Pemangkat (Chinese: 邦戛, Pinyin: Bāngjiá) is a coastal town and an administrative district (kecamatan) at the mouth of the Sambas River in Sambas Regency, West Kalimantan Province of Indonesia. It is located to the northwest of the provincial capital Pontianak, and had 54,259 inhabitants in mid 2025.
==Demographic==
Most of the Pemangkat population are Malay and Tionghoa. The natives of Pemangkat are commonly referred to in Hakka language as Pangkatnyin, meaning people of Pemangkat. The district is subdivided into eight administrative villages (desa), listed below with their populations as at mid 2024.

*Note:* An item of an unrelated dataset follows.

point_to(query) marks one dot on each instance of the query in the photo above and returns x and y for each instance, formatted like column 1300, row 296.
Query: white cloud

- Pemangkat Kota (town) (10,447)
- Sebatuan (3,710)
- Jelutung (4,994)
- Perapakan (5,117)
- Lonam (6,357)
- Penjajap (12,072)
- Harapan (5,600)
- Gugah Sejahtera (3,781)

==Geography==
Pemangkat has a famous temple, Shin Mu Nyong, which is located on the Elephant mount (Gunung Gajah). This temple is a worship place to a god whom local Chinese believe to be protecting fishermen when sailing out on the sea. This small town still practices many traditional Chinese cultures which can rarely be seen in other places. It has many natural resorts, such as Selindung waterfall, Tanjung Batu beach and Sinam beach.